My brother, Joe Scarry, and I went to Congress in early September and met with 10 people, three of them in the House of Representatives, we met with the representatives themselves, and seven in the Senate. We asked for two things, first to have a formal hearing on presidential first use in the Congress. All of them were extremely receptive to that idea. They thought it was fresh and creative. We proposed that they actually bring in former presidents to testify, like Clinton and Carter and the two Bushes, etcetera, about how close they had come, etcetera. And there’s one big problem with it. As you may know, you have to be in the majority party in order to institute a formal hearing. So that will await the… With luck, we’ll have a Democratic House, and then it can be instituted. If that doesn’t happen, then they suggested that we could begin to work with some of the possible Republicans to see if they would initiate it.

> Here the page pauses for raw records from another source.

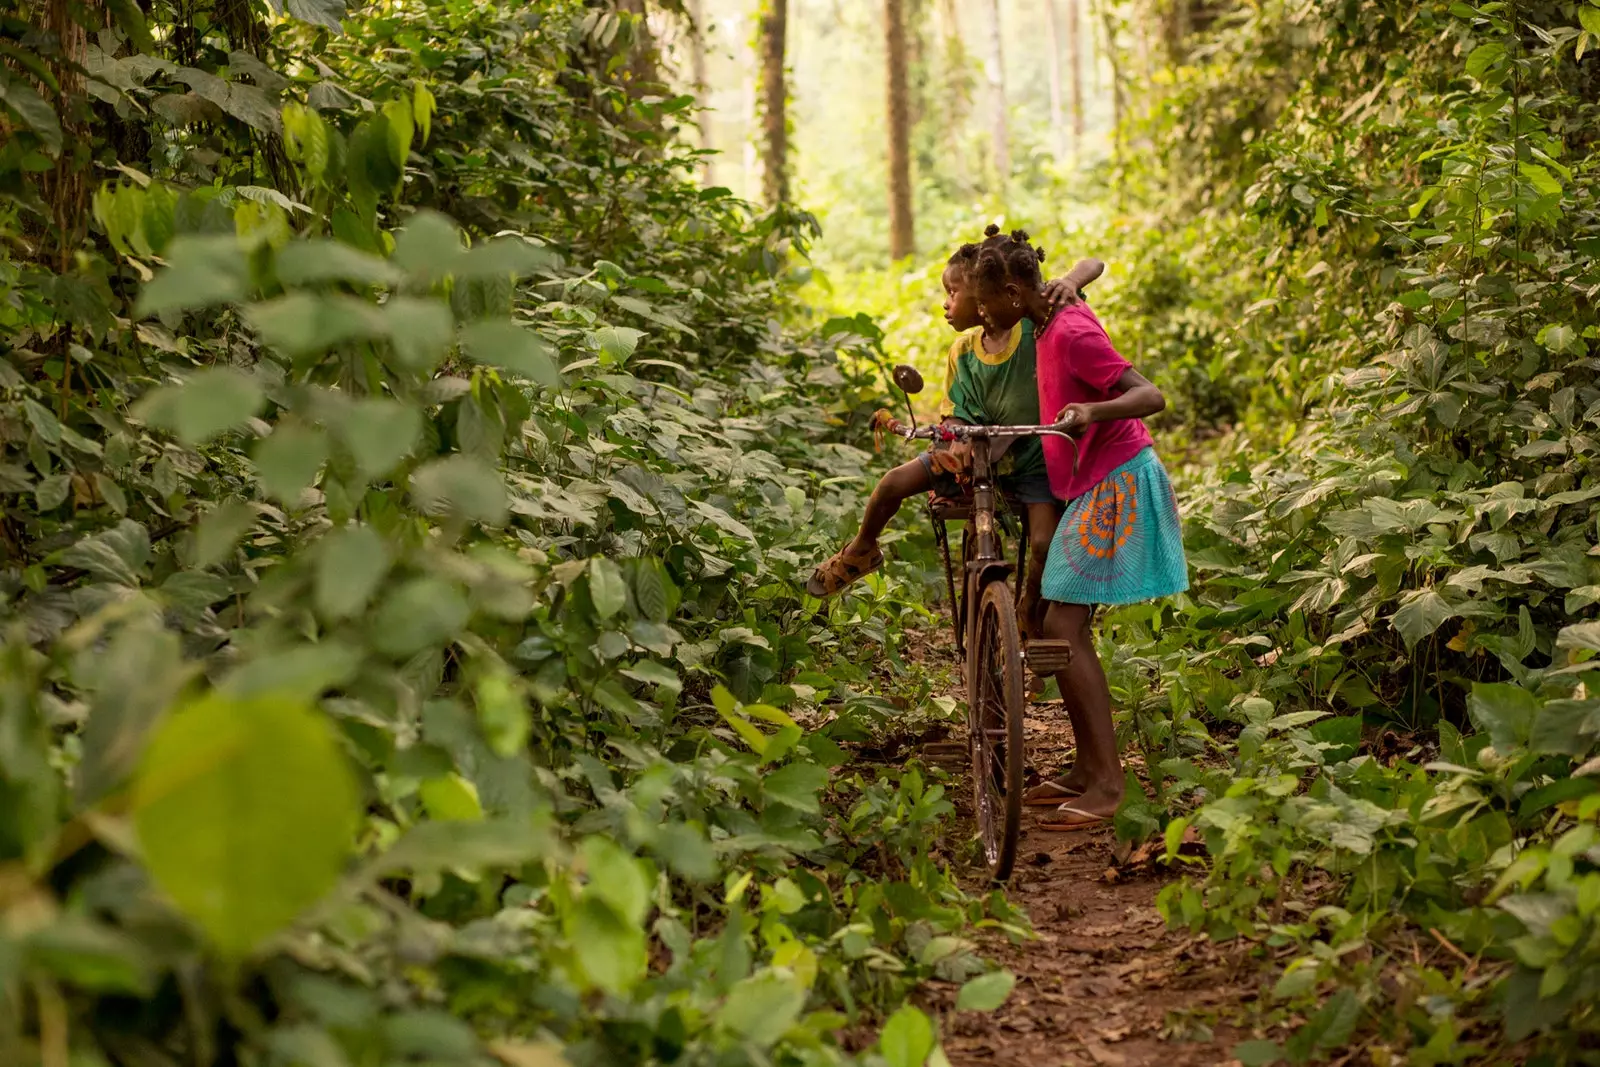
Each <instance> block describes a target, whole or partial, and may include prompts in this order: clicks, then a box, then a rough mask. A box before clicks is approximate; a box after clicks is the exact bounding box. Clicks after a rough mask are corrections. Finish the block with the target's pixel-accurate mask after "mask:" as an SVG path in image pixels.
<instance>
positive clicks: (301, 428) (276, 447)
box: [251, 422, 328, 504]
mask: <svg viewBox="0 0 1600 1067" xmlns="http://www.w3.org/2000/svg"><path fill="white" fill-rule="evenodd" d="M326 461H328V440H326V438H325V437H323V434H322V430H318V429H315V427H310V426H301V424H296V422H280V424H278V426H277V427H275V429H274V430H272V434H270V435H269V437H264V438H261V440H259V442H256V448H254V451H253V453H251V462H254V464H256V480H258V482H259V483H261V490H262V491H264V493H266V494H267V496H270V498H275V499H278V501H282V502H283V504H294V502H296V501H299V496H301V493H304V491H306V490H307V488H309V486H310V483H312V482H315V480H317V472H318V470H322V464H323V462H326Z"/></svg>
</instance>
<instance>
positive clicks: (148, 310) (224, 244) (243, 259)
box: [134, 235, 250, 318]
mask: <svg viewBox="0 0 1600 1067" xmlns="http://www.w3.org/2000/svg"><path fill="white" fill-rule="evenodd" d="M248 293H250V258H248V253H246V251H245V248H243V246H242V245H240V242H238V238H237V237H234V235H227V237H174V238H173V242H171V245H168V248H166V269H165V270H162V272H160V274H157V275H155V277H154V278H152V280H150V283H149V285H146V286H144V291H142V293H141V294H139V304H138V307H136V309H134V314H138V315H139V317H141V318H142V317H146V315H158V314H163V312H178V310H195V309H200V307H211V306H213V304H232V302H237V301H242V299H245V296H246V294H248Z"/></svg>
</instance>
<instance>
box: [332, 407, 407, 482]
mask: <svg viewBox="0 0 1600 1067" xmlns="http://www.w3.org/2000/svg"><path fill="white" fill-rule="evenodd" d="M338 430H339V437H341V438H342V440H344V445H346V448H349V450H350V456H354V459H355V466H357V469H358V470H360V472H362V477H365V478H381V477H382V475H386V474H389V472H390V470H394V469H395V467H397V466H398V464H400V461H402V459H405V458H406V456H408V454H410V453H411V450H413V448H416V443H418V440H419V438H421V437H422V413H421V411H418V410H416V408H414V406H411V405H406V403H400V402H398V400H386V398H382V397H368V398H365V400H357V402H355V403H354V405H350V408H349V410H347V411H346V413H344V414H342V418H341V419H339V422H338Z"/></svg>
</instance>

The second thing we proposed was that they become part of a law case where Congressional plaintiffs would be litigants. And the legislative assistants of the Senators listened, I think, with interest. The people in the House didn’t just listen with interest, they jumped right on and said, “Yes, and could… ” And we had proposed we’d come back in December. “No, particularly if Trump gets elected, come back in November, let’s begin this.” And other people, Kennette Benedict from the Bulletin, former executive director has agreed to be part of this legal team. Owen Fiss, who is a constitutional lawyer at Yale, will be part of the legal team. I’m hoping some of you can suggest other people who would be helpful. Of course, the momentum for that is in part driven by the fear of Donald Trump, even though, as we heard yesterday there’s almost equal reason, or maybe equal reason to be afraid of Hillary Clinton.